Tapi sesudah adanya perangsang Januari '77, kegiatan eksplorasi
minyak cenderung pulih kembali. Juga CPI tampak mulai bergairah
lagi. CPI yang bekerja atas Kontrak Karya pernah membatalkan
proyek rice estate yang dijanjikannya karena pungutan tambahan
$1 itu. Kini pungutan tersebut sudah diturunkan pemerintah ke
$0.50 per barrel, hingga CPI kembali mengadakan investasi,
seperti untuk merehabilitir sumur tua di Minas itu. Namun proyek
rice estate, mungkin karena tujuannya semula adalah untuk
keperluan public relations, tampak ingin dilupakannya saja.

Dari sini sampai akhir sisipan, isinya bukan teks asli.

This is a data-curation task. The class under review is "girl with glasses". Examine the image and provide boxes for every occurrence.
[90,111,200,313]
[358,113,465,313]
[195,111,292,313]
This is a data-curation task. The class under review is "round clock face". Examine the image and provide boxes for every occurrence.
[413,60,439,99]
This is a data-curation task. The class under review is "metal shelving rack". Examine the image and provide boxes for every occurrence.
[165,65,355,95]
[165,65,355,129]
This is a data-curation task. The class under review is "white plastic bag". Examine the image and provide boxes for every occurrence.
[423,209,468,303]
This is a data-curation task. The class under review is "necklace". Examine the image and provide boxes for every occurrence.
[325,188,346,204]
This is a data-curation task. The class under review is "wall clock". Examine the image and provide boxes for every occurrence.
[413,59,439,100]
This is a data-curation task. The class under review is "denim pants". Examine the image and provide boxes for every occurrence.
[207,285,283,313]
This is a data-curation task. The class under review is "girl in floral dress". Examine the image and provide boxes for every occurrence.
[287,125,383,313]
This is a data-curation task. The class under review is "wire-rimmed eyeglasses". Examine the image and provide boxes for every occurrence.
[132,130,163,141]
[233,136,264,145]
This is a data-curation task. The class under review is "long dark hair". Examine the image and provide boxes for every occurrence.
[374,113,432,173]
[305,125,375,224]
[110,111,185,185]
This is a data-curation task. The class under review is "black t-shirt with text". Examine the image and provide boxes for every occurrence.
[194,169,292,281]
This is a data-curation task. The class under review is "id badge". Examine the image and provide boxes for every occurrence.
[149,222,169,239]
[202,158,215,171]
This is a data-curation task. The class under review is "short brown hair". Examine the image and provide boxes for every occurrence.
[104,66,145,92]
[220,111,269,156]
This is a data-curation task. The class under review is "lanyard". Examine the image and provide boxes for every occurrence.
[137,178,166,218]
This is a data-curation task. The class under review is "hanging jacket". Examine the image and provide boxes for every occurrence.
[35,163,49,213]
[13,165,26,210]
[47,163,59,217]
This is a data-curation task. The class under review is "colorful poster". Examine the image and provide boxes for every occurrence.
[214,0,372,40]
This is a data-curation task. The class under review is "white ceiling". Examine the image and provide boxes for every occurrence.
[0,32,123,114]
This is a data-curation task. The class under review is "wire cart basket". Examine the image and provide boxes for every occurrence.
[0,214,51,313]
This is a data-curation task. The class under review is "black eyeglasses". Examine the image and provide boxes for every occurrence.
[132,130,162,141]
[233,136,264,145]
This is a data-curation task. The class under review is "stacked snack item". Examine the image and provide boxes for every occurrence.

Para kontraktor yang bekerja atas bagi-hasil telah mendapat
perangsang berupa kredit investasi 20%. Jangka waktu depresiasi,
bagi kontraktor yang termasuk grup I, telah diperpendek pula
dari 14 menjadi 7 tahun saja. Selain itu, bagian minyak mereka
(maksimum 25% dari produksi) yang harus disetor untuk pemakaian
domestik telah diberi harga sesuai dengan pasaran internasional
selama 5 tahun.
Namun Indonesia, seperti Prof. Dr. ir. Moh. Sadli ketika masih
menjadi Menteri Pertambangan pernah mengakui, sudah kehilangan
waktu 2-3 tahun dalam usaha meningkatkan produksi.
Kembali ke Minas, CPI tampaknya mau mengejar ketinggalan
waktunya. "Kami harap kontraktor lain juga berbuat demikian,"
kata satu pejabat CPI. Maka dengan investasi $78 juta itu, CPI
mentrapkan metoda khusus untuk mengeluarkan minyak secara
maksimum tari sisa yang tertinggal. Akan disuntiknya air ke
dalam lapisan yang mengandung minyak. Ini akan dilakukannya
dengan pcngeboran sumur suntik air, dan pemasangan pompa.
Prosesnya nanti akan mendorong minyak keluar dari ruang pori ke
dalam sumur-sumur penyalur minyak.
Kini Minas menghasilkan 340.000 barrel sehari.Belum diketahui
berapa tambahan produksi bisa diperoleh dari penyuntikan itu.